Ma Jacobson, dell’Equal Protection Project, ha affermato che la scuola e la città sono ancora “potenzialmente responsabili” per un programma scolastico gestito da PTA che viola la legge, se lo “promuovono o lo facilitano” in qualsiasi modo “anche sul sito web della scuola”.

I “Listening Circles” basati sulle gare sono ben visibili sul sito Web di PS 3 e dicono che sono sponsorizzati dal “The PS3 Charrette Planning Committee”.

Un simile programma basato sulla razza o sull’esclusione potrebbe attirare il controllo dell’amministrazione Trump.

Martedì, il Dipartimento di Giustizia ne ha annunciato il lancio un’indagine sui diritti civili della “Black Male Initiative” della City University di New York con l’accusa di favorire le minoranze “non bianche”. La CUNY ha affermato che il programma è aperto a tutti, nonostante il nome.

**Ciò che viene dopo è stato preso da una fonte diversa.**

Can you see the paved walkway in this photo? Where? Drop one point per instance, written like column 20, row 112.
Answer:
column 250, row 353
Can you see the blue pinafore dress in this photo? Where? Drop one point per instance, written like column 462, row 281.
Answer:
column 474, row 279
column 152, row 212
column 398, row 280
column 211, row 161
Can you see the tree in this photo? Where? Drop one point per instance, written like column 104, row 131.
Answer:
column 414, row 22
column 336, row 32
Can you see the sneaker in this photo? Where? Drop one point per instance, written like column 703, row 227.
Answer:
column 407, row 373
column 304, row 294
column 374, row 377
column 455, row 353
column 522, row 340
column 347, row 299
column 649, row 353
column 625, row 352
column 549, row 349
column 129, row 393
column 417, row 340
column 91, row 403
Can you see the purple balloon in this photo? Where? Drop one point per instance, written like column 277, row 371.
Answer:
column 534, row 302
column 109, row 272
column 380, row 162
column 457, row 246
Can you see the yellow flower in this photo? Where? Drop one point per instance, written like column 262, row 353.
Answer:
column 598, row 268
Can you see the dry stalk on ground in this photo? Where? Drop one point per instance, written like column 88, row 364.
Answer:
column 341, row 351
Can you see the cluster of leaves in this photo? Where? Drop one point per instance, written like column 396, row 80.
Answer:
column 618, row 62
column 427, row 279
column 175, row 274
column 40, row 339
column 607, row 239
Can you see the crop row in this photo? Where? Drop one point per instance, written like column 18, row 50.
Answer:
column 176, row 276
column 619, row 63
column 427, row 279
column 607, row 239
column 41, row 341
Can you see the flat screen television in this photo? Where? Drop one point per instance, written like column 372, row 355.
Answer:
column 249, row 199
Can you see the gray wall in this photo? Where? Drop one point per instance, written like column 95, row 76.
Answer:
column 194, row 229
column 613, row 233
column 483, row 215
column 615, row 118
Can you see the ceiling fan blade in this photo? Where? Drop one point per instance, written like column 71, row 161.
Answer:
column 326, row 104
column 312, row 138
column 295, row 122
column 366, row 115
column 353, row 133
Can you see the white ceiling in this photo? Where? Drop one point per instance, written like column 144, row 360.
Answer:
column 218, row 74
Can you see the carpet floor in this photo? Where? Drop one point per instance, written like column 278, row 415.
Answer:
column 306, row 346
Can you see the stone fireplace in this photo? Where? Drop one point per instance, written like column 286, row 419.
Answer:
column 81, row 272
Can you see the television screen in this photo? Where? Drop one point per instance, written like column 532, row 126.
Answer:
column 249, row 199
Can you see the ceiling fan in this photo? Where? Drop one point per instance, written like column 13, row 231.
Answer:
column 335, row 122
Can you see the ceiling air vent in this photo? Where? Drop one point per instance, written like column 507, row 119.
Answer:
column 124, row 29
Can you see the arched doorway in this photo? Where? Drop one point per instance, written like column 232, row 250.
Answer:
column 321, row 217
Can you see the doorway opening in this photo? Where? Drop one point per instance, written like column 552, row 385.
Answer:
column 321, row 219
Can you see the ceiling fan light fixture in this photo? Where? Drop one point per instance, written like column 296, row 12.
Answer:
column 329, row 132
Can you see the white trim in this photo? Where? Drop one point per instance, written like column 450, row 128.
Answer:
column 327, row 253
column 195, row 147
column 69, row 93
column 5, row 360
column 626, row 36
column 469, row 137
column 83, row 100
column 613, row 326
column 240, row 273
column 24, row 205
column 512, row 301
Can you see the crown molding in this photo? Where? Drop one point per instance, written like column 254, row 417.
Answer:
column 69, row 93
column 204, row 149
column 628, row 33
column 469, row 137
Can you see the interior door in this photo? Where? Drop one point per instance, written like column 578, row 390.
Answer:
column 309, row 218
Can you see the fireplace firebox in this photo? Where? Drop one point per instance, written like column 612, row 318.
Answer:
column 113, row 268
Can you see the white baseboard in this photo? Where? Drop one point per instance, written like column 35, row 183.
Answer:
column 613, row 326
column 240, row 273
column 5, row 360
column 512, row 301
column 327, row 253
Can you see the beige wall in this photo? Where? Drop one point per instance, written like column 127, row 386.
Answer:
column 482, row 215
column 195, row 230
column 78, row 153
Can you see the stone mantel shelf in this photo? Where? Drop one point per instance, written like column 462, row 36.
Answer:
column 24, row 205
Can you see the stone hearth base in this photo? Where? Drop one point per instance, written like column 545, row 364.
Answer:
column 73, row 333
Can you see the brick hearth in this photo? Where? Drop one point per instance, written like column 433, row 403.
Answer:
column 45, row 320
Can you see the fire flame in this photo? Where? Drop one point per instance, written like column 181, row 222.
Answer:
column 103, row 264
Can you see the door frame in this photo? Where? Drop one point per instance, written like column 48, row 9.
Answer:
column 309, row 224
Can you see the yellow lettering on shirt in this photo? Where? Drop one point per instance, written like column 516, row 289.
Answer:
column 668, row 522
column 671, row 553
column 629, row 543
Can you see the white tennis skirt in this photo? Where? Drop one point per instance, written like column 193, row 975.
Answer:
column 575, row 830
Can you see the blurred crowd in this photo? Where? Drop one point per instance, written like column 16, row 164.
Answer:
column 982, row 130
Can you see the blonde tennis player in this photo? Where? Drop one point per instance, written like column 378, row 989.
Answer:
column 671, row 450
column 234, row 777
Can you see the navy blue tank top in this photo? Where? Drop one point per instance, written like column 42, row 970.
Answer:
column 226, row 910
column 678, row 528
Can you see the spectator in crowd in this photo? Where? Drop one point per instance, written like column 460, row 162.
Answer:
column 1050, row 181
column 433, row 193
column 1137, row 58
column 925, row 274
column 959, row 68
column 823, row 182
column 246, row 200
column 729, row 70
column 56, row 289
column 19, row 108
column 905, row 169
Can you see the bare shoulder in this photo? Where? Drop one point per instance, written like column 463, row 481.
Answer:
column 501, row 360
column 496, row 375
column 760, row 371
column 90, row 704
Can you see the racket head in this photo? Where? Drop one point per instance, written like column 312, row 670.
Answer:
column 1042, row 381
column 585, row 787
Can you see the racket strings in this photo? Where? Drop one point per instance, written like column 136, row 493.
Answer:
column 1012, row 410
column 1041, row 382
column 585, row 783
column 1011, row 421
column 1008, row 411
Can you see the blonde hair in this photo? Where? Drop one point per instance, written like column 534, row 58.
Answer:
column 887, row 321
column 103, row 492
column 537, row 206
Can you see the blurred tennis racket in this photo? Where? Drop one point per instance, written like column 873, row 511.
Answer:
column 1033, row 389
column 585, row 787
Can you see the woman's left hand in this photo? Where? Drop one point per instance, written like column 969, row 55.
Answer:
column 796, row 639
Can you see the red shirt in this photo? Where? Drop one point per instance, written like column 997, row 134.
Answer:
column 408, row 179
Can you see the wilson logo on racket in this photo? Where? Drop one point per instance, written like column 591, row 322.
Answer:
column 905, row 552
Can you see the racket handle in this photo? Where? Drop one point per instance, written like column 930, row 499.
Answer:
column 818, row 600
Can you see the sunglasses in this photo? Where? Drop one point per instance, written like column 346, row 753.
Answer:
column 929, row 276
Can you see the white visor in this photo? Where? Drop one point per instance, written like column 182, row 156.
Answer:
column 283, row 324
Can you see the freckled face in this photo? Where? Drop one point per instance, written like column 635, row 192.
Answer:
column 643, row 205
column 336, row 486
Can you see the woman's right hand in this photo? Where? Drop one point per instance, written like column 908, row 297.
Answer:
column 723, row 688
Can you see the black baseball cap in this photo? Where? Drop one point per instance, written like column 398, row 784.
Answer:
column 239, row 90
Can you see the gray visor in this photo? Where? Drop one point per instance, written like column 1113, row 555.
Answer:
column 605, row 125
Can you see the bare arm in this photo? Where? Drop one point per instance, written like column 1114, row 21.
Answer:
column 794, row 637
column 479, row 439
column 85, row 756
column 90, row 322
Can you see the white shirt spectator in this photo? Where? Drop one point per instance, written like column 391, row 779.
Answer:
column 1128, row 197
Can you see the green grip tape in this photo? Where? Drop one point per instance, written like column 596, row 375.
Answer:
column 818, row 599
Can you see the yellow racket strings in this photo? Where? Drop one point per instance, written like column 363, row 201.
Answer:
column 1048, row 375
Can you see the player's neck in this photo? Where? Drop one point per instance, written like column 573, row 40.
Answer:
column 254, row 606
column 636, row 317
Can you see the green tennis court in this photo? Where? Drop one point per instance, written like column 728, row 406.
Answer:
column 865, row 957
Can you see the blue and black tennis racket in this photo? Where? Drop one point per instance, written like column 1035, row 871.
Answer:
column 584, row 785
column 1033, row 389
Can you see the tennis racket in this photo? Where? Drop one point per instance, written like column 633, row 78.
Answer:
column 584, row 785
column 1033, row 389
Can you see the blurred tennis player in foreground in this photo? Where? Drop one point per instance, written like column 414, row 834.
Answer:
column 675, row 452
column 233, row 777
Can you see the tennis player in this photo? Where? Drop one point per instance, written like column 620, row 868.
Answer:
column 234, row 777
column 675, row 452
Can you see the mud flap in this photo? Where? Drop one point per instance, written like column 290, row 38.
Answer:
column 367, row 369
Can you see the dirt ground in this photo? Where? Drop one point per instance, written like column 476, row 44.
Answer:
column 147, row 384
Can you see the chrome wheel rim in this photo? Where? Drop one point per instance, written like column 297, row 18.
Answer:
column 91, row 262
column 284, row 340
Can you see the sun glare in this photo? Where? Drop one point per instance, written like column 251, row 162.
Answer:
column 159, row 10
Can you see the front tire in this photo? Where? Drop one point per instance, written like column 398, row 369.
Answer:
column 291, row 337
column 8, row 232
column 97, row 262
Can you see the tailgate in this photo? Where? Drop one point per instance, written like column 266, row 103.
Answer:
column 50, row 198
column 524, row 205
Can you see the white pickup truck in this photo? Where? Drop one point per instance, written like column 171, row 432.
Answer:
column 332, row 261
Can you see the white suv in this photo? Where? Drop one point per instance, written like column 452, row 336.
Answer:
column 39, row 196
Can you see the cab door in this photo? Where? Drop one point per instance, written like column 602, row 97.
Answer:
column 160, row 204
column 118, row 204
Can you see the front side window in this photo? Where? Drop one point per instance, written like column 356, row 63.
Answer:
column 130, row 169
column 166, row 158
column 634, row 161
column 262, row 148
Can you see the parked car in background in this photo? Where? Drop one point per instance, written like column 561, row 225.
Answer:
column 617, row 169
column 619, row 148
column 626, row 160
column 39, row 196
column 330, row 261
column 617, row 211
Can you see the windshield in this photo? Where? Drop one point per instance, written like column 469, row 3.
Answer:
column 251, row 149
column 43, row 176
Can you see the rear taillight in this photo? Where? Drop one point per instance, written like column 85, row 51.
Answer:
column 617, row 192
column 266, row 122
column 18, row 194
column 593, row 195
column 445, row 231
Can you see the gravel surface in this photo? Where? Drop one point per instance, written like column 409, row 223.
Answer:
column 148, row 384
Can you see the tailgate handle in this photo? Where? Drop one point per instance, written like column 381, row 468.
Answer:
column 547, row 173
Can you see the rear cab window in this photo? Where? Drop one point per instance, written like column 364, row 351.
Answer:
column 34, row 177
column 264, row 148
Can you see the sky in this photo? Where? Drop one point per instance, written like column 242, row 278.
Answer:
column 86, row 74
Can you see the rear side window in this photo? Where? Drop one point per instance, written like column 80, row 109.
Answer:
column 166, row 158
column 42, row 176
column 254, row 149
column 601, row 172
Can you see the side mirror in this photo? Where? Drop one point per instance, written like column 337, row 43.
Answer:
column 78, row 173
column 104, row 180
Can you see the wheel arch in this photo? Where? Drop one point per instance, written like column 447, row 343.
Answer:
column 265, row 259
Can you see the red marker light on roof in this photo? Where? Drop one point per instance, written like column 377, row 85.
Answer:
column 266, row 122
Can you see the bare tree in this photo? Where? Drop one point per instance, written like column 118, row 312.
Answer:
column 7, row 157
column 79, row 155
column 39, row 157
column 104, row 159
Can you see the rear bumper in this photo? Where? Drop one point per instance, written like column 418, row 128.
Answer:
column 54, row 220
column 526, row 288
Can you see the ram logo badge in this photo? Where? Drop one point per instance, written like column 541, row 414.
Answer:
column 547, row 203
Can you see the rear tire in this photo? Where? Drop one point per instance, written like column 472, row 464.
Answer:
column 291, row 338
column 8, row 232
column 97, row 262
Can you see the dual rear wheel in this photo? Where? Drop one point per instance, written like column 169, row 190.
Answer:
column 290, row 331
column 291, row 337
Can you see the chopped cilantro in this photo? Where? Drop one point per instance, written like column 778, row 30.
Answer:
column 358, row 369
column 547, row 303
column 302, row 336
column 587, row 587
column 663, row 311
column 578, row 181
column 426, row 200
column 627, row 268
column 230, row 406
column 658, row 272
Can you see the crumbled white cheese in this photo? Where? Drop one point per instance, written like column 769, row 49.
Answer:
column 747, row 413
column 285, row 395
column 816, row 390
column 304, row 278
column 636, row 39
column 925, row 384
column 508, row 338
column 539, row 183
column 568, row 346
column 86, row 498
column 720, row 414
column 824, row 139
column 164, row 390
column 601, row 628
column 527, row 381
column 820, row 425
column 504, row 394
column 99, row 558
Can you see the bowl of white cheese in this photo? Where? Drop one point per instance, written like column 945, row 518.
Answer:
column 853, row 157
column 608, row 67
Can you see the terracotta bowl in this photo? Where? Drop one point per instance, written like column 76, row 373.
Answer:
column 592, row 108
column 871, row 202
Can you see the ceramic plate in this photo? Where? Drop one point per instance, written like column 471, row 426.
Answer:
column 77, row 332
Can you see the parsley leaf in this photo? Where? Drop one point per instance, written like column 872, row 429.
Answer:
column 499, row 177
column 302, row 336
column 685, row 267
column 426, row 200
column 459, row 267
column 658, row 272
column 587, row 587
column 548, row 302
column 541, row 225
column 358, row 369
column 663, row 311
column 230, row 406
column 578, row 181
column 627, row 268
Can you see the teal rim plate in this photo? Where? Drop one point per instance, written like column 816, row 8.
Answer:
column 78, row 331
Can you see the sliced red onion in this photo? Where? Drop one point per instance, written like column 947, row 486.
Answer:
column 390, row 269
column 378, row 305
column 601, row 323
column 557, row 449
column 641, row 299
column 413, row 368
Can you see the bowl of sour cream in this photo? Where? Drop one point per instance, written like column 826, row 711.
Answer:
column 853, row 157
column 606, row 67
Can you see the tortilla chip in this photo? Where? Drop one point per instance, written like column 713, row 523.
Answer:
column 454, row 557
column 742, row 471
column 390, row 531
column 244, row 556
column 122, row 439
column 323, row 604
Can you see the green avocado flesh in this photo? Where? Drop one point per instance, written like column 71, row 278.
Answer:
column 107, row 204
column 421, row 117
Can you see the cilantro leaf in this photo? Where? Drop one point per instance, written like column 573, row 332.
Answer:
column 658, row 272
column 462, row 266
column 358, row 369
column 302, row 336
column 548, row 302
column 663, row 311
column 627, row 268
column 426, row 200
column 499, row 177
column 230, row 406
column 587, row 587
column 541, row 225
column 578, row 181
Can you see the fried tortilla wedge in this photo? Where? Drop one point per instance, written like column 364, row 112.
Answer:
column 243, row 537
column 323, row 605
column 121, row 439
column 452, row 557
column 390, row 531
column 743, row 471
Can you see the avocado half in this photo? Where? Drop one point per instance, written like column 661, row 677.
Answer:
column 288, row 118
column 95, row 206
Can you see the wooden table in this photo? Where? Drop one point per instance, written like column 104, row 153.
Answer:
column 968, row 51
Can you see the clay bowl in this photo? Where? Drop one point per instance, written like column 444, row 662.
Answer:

“La razza non può mai avere un ruolo nel decidere come distribuire risorse o opportunità educative”, ha affermato il procuratore generale aggiunto Harmeet K. Dhillon.

Durante Quella del presidente Trump Nel primo mandato, il Dipartimento dell’Istruzione degli Stati Uniti ha scoperto che i “gruppi di affinità” razziali discriminavano studenti e personale.

Ma l’amministrazione Biden ha sospeso quella decisione.

L’obiettivo dei programmi di separazione razziale è per aiutare ad affrontare discriminazione e “privilegio bianco”, dicono i sostenitori.

Il Post nel 2020 ha riferito esclusivamente che gli insegnanti della prima infanzia della città lo erano ha chiesto la segregazione in gruppi di discussione basati sul colore della pelle, sulla razza e sull’etnia in seguito all’uccisione di George Floyd da parte della polizia di Minneapolis e alle successive violente proteste.